Medical Imaging has achieved an unprecedented capability to identify diseases within the human body. Thanks to advancement in AI technology over the last decade, in many instances, AI can now diagnose conditions or extract insights from images with a level of proficiency comparable to expert human observers. This not only lessens the workload on physicians in interpreting extensive imaging data, typically collected from each subject, but also has the potential to diminish the need for invasive biopsies.
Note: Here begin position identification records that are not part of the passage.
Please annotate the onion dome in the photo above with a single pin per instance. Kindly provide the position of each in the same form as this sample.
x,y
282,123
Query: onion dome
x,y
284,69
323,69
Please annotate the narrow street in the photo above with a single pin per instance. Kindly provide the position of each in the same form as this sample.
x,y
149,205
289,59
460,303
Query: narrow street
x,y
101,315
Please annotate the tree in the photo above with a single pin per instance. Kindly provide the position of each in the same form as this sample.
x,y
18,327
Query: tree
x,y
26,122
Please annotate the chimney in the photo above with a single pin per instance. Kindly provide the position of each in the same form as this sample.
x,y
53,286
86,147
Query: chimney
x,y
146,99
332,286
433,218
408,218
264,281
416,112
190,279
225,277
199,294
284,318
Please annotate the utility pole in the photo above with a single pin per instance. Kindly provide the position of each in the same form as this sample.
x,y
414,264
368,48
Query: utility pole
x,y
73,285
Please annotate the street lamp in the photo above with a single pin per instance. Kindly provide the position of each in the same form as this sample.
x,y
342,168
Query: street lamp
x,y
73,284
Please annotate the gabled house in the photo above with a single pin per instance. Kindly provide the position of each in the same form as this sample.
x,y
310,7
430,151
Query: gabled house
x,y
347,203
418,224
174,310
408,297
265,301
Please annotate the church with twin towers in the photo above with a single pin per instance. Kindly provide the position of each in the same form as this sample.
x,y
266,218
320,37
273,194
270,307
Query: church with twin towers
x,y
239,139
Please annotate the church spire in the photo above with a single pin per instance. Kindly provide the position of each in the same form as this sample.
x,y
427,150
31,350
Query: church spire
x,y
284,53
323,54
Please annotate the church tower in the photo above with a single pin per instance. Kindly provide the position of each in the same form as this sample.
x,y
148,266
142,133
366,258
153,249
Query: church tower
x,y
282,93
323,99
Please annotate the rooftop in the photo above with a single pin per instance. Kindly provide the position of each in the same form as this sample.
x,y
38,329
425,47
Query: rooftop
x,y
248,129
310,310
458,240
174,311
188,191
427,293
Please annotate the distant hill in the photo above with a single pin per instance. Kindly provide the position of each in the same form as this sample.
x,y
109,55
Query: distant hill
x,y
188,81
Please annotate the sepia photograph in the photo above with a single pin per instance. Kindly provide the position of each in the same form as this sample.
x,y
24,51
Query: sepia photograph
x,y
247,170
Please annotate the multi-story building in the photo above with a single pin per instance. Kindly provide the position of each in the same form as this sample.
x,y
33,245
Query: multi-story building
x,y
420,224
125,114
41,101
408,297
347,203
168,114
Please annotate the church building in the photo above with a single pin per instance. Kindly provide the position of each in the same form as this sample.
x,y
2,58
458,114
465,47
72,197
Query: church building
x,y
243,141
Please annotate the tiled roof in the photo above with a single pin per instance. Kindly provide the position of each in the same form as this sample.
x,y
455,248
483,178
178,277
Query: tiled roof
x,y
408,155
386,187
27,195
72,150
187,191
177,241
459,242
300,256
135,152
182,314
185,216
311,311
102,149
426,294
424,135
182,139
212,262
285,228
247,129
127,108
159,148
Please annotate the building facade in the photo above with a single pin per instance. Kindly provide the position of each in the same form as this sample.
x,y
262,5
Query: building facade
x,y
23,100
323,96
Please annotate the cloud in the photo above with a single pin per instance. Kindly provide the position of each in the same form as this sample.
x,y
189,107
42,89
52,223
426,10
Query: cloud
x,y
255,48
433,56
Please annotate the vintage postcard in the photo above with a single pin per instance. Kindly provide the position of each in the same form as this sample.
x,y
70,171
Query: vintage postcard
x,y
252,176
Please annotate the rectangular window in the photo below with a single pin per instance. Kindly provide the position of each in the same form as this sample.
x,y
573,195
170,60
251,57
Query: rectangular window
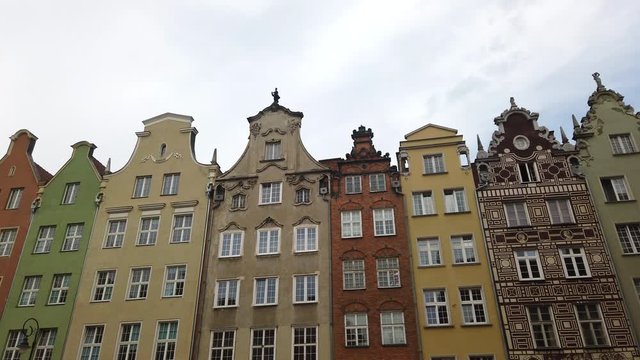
x,y
592,326
392,328
30,289
7,239
433,164
560,211
115,233
222,344
72,237
182,228
377,182
529,267
227,292
455,201
170,184
615,189
353,274
174,280
516,214
464,251
139,283
356,329
429,252
388,272
266,291
542,326
473,310
166,340
128,343
383,222
305,343
103,289
353,184
263,344
351,224
270,193
59,289
423,203
92,342
231,244
44,239
622,144
268,242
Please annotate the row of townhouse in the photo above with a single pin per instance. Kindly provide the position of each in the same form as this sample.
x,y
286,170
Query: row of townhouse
x,y
532,251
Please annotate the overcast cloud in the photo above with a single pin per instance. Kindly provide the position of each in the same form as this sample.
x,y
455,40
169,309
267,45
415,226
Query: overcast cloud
x,y
86,70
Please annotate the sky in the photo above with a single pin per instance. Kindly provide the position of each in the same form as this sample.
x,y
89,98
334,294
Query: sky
x,y
73,70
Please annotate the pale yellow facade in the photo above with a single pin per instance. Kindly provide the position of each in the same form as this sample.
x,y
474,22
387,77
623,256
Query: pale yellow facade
x,y
451,270
140,282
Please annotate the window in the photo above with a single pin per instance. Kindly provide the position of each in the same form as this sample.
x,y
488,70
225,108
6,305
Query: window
x,y
148,230
30,289
306,238
464,251
436,305
166,340
174,280
115,233
429,252
528,172
306,289
574,261
44,240
392,328
353,184
263,344
128,343
542,326
353,274
615,189
139,283
72,237
622,144
516,214
305,343
231,244
268,242
455,201
222,344
629,235
142,186
227,293
591,325
423,203
266,291
273,150
351,224
433,164
560,211
473,311
529,267
170,184
59,289
356,330
14,198
377,182
270,193
91,342
388,272
70,193
383,222
7,238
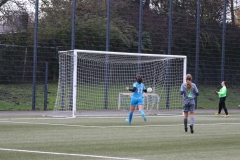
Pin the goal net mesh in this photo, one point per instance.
(101, 79)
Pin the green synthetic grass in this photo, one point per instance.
(161, 137)
(19, 97)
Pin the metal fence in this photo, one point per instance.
(33, 31)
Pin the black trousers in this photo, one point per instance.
(222, 105)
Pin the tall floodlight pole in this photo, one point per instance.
(197, 46)
(140, 34)
(35, 55)
(169, 53)
(223, 40)
(107, 58)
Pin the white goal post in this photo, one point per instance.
(93, 80)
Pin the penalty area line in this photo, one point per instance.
(65, 154)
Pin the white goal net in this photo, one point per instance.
(95, 81)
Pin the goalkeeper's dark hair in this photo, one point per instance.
(225, 83)
(189, 81)
(139, 79)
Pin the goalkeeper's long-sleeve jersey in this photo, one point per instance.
(222, 92)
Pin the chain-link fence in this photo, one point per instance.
(198, 29)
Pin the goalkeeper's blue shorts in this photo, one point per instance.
(136, 101)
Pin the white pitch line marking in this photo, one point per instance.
(125, 126)
(66, 154)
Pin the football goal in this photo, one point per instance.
(95, 81)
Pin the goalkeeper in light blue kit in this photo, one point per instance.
(189, 91)
(137, 98)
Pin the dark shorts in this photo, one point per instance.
(136, 101)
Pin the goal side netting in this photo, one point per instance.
(94, 82)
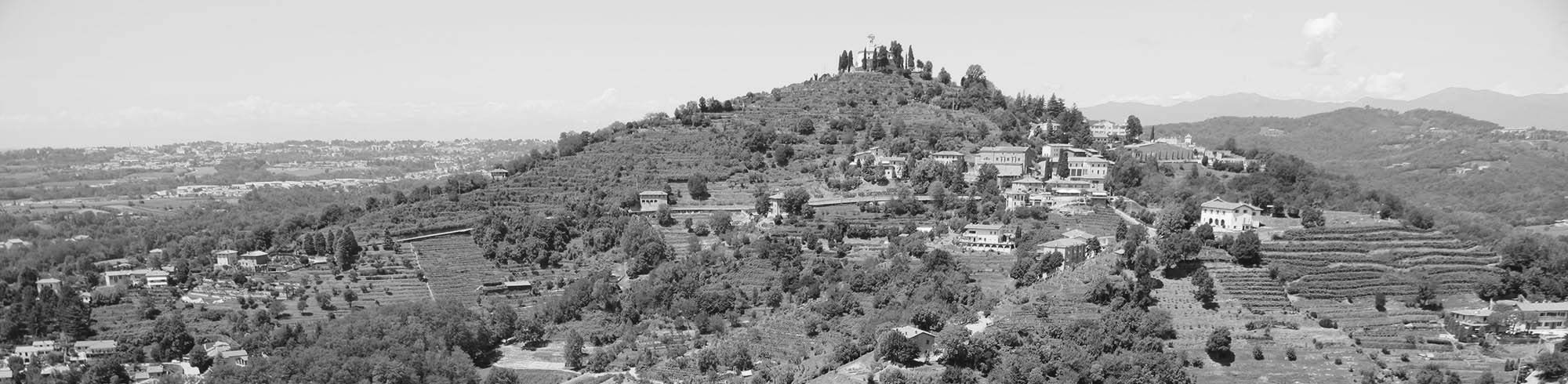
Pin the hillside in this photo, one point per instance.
(1442, 159)
(1537, 110)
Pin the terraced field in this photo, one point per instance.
(1348, 263)
(1249, 288)
(456, 267)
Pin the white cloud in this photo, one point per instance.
(604, 98)
(1153, 100)
(1388, 85)
(263, 120)
(1323, 29)
(1318, 59)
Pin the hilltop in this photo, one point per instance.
(840, 230)
(1440, 159)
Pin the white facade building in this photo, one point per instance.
(1224, 216)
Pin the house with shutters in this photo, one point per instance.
(1224, 216)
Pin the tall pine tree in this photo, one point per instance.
(347, 250)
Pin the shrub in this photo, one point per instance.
(1219, 342)
(1552, 366)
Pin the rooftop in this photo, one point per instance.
(912, 331)
(1222, 205)
(1004, 150)
(1078, 234)
(1064, 244)
(1544, 306)
(985, 226)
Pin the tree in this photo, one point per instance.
(1552, 366)
(1426, 294)
(644, 247)
(1247, 250)
(1171, 222)
(1219, 342)
(1134, 129)
(1313, 217)
(200, 360)
(987, 183)
(347, 250)
(1023, 272)
(324, 302)
(964, 350)
(1056, 107)
(761, 200)
(720, 222)
(503, 377)
(896, 349)
(697, 187)
(927, 317)
(106, 372)
(1205, 284)
(783, 154)
(350, 297)
(575, 350)
(1205, 233)
(1062, 165)
(796, 201)
(170, 338)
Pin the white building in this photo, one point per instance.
(895, 168)
(652, 201)
(125, 278)
(1224, 216)
(227, 258)
(158, 280)
(987, 237)
(1011, 162)
(1108, 131)
(948, 158)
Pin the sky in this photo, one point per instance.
(78, 73)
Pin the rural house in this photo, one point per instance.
(923, 341)
(652, 201)
(1011, 162)
(1070, 248)
(225, 258)
(125, 278)
(1224, 216)
(948, 158)
(253, 259)
(987, 237)
(158, 280)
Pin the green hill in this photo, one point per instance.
(1439, 159)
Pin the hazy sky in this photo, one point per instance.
(78, 73)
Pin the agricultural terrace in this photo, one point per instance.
(1348, 263)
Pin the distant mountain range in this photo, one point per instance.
(1537, 110)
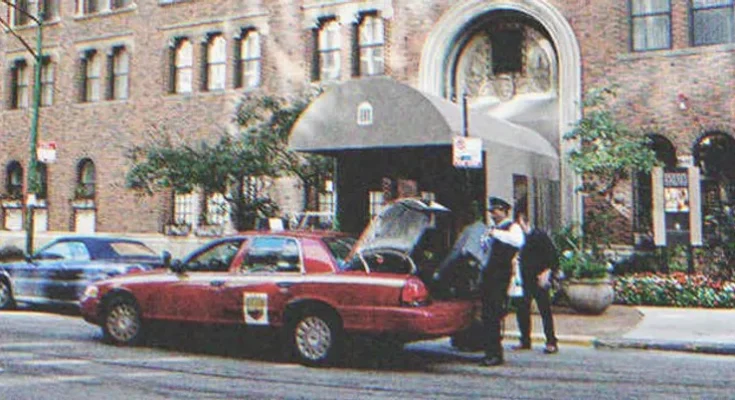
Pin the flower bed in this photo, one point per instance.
(674, 290)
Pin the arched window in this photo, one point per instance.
(713, 154)
(666, 154)
(86, 176)
(14, 180)
(183, 66)
(216, 62)
(42, 175)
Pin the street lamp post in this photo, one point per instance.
(32, 182)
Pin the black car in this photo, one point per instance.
(58, 273)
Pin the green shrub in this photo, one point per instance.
(674, 290)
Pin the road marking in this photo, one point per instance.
(35, 380)
(56, 362)
(143, 360)
(27, 345)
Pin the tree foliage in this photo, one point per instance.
(227, 164)
(607, 150)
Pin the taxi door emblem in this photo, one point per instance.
(255, 308)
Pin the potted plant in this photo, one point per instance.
(587, 282)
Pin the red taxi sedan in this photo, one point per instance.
(316, 287)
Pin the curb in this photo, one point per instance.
(681, 346)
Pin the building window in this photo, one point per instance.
(217, 209)
(184, 204)
(120, 73)
(20, 85)
(92, 76)
(117, 4)
(507, 51)
(47, 82)
(42, 175)
(216, 63)
(371, 43)
(183, 67)
(377, 203)
(712, 22)
(86, 180)
(329, 51)
(364, 114)
(14, 180)
(249, 61)
(650, 24)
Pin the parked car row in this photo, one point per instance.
(313, 288)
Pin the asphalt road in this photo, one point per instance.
(55, 356)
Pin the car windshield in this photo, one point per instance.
(340, 247)
(131, 249)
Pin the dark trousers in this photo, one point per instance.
(494, 309)
(531, 291)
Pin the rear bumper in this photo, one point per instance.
(89, 310)
(435, 320)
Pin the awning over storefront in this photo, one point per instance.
(374, 113)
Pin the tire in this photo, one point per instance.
(316, 337)
(6, 296)
(122, 323)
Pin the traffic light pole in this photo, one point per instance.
(32, 185)
(33, 163)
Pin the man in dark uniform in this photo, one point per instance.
(504, 238)
(539, 260)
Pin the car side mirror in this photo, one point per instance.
(176, 266)
(166, 258)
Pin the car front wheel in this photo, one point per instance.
(6, 296)
(316, 337)
(122, 321)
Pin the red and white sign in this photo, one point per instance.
(466, 152)
(46, 152)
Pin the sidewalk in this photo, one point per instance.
(658, 328)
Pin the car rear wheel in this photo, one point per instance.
(6, 296)
(122, 322)
(316, 337)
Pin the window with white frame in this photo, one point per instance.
(184, 207)
(371, 42)
(250, 58)
(183, 67)
(92, 77)
(120, 73)
(712, 22)
(47, 82)
(329, 50)
(217, 209)
(20, 88)
(216, 62)
(377, 202)
(651, 24)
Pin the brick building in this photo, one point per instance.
(117, 71)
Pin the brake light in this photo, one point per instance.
(414, 293)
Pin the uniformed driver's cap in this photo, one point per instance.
(497, 203)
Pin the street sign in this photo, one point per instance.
(46, 152)
(466, 152)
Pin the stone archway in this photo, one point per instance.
(440, 49)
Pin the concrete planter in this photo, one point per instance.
(590, 296)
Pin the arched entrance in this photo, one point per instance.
(457, 32)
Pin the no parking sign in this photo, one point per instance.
(466, 152)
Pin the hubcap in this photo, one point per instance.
(313, 338)
(4, 294)
(123, 323)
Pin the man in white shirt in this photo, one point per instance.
(504, 238)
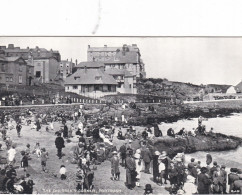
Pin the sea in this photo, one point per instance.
(229, 125)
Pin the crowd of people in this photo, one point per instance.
(135, 154)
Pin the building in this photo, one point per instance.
(94, 83)
(65, 69)
(126, 81)
(45, 62)
(91, 65)
(231, 90)
(15, 71)
(125, 57)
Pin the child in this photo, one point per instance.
(63, 172)
(37, 149)
(43, 157)
(27, 151)
(24, 161)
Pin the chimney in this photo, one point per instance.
(10, 46)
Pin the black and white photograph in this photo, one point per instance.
(121, 115)
(121, 97)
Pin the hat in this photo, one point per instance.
(204, 169)
(161, 157)
(137, 156)
(138, 151)
(178, 159)
(156, 153)
(148, 188)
Additionally, it enables the extraction of physiologic information from data not previously accessible.  In this talk, I will give an overview of a few projects being carried out at the Medical Imaging Lab, each aimed at addressing these topics.

 

 

Amir A. Amini is Endowed Chair in Bioimaging and Professor of Electrical and Computer Engineering at the University of Louisville. His prior faculty appointments were at Yale and Washington University in St. Louis. He has had leadership roles in organization of numerous conferences in medical imaging and image analysis as scientific program committee member, scientific program chair, as well as conference chair, and was symposium co-chair of SPIE Medical Imaging in 2007 and the IEEE International Symposium in Biomedical Imaging in 2018. He currently serves as Associate Editor for IEEE Transactions on Medical Imaging, IEEE Trans. On Biomedical Engineering, IEEE Reviews in Biomedical Engineering, IEEE Open Journal of Engineering in Medicine and Biology, and Computerized Medical Imaging and Graphics.  He served as Vice President for Publications for the IEEE Engineering in Medicine and Biology Society in 2020-21. Under funding from the NIH, NSF, private foundations, and industry, his laboratory has conducted research in development and application of MRI methods for motion and flow measurement and has developed biomedical image processing and analysis methods based on Deep Learning with applications to cardiovascular imaging, computer aided diagnosis, and radiation therapy of lung cancer. He received the UMASS/Amherst College of Engineering Distinguished Alumni Award in 2020. He was elected a Fellow of the IEEE in 2007, to the College of Fellows of the American Institute for Medical and Biological Engineering in 2017, SPIE, the International Society of Optics and Photonics, in 2018, the Asia-Pacific Artificial Intelligence Association in 2021, and IAMBE, the international Academy of Medical and Biological Engineering in 2024.